Constatei isso nesta semana, as pessoas se revelam... Por um lado é positivo, por outro é muito estanque... Por que não somos espontâneos a vida toda?!

"Nunca diga "te amo" se não te interessa. Nunca fale sobre sentimentos se estes não existem. Nunca toque numa vida se não pretende romper um coração. Nunca olhe nos olhos de alguém se não quiser vê-lo se derramar em lágrimas por causa de ti. A coisa mais cruel que alguém pode fazer é permitir que alguém se apaixone por você quando você não pretende fazer o mesmo."
(Mario Quintana)

Isso é muito sério mesmo! Sem querer julgar, mas vejo às vezes, alguns casais que banalizaram mesmo o "te amo". Dizem sem sentir... Fiquei pensando o quanto demorei a dizer "te amo", poucas pessoas ouviram de mim.

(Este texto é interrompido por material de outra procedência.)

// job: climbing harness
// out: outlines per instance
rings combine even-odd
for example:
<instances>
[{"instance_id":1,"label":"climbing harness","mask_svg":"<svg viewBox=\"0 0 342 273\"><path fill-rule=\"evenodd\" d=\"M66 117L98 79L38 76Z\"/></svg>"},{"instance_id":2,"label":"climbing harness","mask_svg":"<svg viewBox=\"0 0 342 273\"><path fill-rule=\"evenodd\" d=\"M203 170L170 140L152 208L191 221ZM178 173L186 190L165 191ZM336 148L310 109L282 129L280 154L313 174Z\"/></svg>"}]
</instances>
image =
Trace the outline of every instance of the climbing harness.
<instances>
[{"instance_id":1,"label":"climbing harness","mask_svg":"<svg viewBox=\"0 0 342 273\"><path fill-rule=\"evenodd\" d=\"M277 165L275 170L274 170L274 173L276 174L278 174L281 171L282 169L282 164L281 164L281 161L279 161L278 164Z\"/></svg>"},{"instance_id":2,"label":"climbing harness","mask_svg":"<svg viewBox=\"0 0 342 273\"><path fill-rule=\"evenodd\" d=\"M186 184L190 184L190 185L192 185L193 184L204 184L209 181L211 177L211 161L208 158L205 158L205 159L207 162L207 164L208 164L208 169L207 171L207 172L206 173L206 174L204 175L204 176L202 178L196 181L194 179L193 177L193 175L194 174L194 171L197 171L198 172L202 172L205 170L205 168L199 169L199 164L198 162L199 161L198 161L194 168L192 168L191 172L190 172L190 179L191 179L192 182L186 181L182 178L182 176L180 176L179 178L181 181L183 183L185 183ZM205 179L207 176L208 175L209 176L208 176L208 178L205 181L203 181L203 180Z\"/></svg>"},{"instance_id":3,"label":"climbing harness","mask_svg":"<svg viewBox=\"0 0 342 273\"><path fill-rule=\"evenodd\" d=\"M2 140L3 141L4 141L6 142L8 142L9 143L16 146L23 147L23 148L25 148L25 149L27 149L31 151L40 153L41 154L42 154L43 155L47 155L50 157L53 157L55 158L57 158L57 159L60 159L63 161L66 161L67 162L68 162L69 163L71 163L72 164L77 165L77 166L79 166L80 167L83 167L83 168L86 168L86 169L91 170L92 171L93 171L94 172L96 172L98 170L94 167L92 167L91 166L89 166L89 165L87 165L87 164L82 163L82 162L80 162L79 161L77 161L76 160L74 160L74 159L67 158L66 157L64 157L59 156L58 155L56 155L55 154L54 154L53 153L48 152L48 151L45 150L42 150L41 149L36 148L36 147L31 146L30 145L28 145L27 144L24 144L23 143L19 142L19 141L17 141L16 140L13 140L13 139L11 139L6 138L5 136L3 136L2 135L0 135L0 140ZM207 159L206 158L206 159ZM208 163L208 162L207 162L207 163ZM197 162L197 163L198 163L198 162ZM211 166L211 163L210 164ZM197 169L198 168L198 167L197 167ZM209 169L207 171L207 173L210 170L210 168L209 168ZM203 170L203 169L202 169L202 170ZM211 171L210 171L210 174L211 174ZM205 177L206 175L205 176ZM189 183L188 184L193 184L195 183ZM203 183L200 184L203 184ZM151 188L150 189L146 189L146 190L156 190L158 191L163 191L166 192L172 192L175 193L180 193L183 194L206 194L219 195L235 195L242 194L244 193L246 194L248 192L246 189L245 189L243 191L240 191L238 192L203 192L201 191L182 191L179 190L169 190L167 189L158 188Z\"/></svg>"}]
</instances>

"Esses que puxam conversa sobre se chove ou não chove - não poderão ir para o Céu! Lá faz sempre bom tempo..."(Mario Quintana)

Amei essa frase, hoje que está chovendo então...

17 de setembro de 2007

Opinião dos outros....

Neste final de semana conversamos muito sobre o estilo de vida e as opções que algumas pessoas de nossa família e amigos fizeram...

Após pensar e falar algumas coisas eu me perguntei o seguinte, será que importa a nossa opinião??!!

Você se importa com a opinião que os outros têm a seu respeito?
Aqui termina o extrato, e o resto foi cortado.